Many parents may have become worried about their children after two 12-year-olds were attacked by a pit bull outside of their elementary school last month. As many people have heard, the two boys were just outside of Lincoln Elementary School in Lyndhurst, New Jersey, when the dog ran out of its yard and attacked them. Both of the boys suffered bite injuries on their legs and buttocks, and they were taken by ambulance to Hackensack University Medical Center.
It has now been reported that this particular pit bull, who lives in a home near two elementary schools, had gotten out of its owner’s house and attacked at least two other people in the past.
The Record reported that back in 2011, the dog escaped its home and attacked a 44-year-old man who was in the midst of getting out of his car. The dog bit the man several times before retreating.

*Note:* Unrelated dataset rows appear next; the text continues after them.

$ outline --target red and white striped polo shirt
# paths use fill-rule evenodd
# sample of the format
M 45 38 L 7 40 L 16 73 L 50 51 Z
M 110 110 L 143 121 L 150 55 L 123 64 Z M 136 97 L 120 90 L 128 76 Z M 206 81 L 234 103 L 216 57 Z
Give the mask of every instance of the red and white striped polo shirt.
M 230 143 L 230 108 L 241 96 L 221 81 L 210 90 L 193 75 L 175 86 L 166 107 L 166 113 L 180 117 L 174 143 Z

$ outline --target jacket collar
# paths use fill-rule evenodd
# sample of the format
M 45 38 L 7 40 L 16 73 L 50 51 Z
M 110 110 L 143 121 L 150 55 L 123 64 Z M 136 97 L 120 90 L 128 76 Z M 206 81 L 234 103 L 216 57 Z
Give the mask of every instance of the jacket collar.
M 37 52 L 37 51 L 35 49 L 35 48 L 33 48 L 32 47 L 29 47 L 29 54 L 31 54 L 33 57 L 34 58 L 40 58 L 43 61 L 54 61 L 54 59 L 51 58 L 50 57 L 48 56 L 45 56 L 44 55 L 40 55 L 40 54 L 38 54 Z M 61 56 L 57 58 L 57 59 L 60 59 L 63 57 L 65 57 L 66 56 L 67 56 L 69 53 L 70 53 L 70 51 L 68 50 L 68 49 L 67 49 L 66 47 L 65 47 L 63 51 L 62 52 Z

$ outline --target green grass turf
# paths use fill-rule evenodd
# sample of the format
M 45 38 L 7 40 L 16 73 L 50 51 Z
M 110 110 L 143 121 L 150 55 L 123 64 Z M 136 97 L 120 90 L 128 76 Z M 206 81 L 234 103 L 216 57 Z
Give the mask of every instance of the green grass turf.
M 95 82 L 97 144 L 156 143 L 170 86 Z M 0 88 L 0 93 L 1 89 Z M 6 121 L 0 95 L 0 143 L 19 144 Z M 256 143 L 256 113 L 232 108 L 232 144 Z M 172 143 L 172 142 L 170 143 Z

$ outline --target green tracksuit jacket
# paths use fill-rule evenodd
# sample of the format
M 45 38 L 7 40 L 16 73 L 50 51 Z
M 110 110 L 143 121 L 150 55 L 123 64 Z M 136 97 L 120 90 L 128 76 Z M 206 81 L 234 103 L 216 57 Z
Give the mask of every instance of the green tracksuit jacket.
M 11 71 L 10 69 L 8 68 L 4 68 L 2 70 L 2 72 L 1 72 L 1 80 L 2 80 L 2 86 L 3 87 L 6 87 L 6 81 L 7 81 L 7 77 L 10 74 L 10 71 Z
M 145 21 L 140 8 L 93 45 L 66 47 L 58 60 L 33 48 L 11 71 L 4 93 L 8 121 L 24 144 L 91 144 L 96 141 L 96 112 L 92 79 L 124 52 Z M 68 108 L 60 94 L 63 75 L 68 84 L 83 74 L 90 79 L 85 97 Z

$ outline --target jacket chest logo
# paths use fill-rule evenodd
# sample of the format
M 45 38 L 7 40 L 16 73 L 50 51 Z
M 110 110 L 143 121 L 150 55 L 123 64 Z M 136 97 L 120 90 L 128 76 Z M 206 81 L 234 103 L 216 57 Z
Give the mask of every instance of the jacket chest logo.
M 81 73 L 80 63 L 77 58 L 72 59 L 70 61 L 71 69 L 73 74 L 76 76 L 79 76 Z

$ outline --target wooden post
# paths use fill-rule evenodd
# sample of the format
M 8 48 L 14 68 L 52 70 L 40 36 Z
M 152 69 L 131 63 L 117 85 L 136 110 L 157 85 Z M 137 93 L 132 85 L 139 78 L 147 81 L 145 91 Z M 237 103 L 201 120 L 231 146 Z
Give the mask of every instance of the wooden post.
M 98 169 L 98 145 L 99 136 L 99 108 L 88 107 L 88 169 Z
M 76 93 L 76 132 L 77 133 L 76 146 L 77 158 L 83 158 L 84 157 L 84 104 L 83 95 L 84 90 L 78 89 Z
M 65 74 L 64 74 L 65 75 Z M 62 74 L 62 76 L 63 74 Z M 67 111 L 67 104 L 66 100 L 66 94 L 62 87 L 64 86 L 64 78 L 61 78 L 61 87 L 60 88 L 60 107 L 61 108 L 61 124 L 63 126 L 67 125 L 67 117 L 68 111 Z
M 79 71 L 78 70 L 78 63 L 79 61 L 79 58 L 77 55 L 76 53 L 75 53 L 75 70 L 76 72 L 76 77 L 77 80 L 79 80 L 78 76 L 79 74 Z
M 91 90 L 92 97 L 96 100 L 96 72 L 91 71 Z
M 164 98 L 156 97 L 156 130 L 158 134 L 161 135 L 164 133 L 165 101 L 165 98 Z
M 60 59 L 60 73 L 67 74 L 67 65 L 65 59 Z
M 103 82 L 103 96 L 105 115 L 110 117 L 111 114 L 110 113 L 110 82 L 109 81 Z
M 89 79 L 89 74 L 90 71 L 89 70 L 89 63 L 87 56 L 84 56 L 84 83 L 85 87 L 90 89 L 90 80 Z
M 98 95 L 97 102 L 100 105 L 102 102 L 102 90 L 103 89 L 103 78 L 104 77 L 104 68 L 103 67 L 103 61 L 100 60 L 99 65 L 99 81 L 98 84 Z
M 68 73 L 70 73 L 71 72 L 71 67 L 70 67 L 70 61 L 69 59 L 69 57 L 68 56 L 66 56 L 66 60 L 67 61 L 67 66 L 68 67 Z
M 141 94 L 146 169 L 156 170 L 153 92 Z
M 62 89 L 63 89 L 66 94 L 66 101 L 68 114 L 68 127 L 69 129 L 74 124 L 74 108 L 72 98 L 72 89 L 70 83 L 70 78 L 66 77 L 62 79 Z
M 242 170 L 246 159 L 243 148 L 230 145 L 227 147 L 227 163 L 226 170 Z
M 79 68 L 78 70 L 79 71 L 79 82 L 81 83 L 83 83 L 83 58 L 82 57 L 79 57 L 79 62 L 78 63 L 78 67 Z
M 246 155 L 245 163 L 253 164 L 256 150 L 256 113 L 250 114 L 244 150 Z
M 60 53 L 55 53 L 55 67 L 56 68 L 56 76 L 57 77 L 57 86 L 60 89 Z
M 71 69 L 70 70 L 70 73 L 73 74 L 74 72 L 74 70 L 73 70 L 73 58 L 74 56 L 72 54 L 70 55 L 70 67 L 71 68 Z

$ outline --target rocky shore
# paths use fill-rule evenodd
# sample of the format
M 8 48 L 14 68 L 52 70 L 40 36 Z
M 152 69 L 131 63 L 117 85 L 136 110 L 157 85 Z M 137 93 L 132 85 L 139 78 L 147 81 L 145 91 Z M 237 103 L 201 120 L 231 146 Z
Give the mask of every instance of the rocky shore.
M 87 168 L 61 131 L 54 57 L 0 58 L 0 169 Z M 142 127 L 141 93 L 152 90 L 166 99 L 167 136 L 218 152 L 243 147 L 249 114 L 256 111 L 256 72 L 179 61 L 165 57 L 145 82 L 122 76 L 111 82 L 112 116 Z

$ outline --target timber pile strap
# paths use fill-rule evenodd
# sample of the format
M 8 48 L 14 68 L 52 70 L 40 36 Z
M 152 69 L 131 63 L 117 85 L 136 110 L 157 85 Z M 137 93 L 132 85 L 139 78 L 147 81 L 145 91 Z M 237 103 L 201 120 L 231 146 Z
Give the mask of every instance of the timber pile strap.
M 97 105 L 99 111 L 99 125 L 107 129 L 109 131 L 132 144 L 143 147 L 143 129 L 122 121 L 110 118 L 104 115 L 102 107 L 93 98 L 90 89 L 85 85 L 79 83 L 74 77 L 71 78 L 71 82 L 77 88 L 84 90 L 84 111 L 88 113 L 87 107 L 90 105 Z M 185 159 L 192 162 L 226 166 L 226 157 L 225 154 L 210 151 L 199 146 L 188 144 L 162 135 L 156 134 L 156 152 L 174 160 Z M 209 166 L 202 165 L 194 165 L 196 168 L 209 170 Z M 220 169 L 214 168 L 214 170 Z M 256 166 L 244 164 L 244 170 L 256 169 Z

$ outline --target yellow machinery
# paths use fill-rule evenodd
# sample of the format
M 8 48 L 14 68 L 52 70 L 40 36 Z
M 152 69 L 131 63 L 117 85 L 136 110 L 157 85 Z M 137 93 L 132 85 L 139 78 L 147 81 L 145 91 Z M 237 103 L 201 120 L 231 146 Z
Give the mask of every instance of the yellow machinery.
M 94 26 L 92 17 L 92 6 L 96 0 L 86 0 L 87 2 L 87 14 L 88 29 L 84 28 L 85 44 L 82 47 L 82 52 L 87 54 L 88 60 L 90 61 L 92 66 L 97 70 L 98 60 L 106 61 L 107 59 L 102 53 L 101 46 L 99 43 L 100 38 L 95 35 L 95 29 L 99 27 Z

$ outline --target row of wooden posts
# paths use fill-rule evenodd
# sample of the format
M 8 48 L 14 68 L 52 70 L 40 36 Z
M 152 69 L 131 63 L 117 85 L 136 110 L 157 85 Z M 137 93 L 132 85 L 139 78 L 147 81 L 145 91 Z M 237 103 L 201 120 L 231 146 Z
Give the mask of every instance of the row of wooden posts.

A year earlier, the dog ran out of its house and bit an 8-year-old child.
The dog was taken to an animal shelter after this latest attack, where it was going to be quarantined until officials determined whether it should be euthanized.
In both New Jersey and New York, dog owners have legal responsibilities to keep their dogs from harming others. When dogs do attack people, dog owners can often be held liable for resulting medical expenses, pain and suffering and additional costs related to the attack. In fact, the Insurance Information Institute and State Farm Insurance recently reported that about one-third of homeowner liability payouts result from dog bites.
Those who have been attacked by dogs should seek legal counsel as soon as possible to learn how to obtain compensation for their injuries, as well as how to hold the dog and/or dog owner accountable so that the dog doesn’t attack anyone else.
It is also important that parents are aware that the majority of dog bite victims are children. Victims should not be blamed for dog attacks, but there are a number of things children can do to attempt to avoid dog bites. These include: never pet a dog before asking its owner; never pet a dog’s tail or face; approach a dog slowly and gently if you do have permission to pet it; and, if a dog appears unfriendly or aggressive, begin to slowly walk away.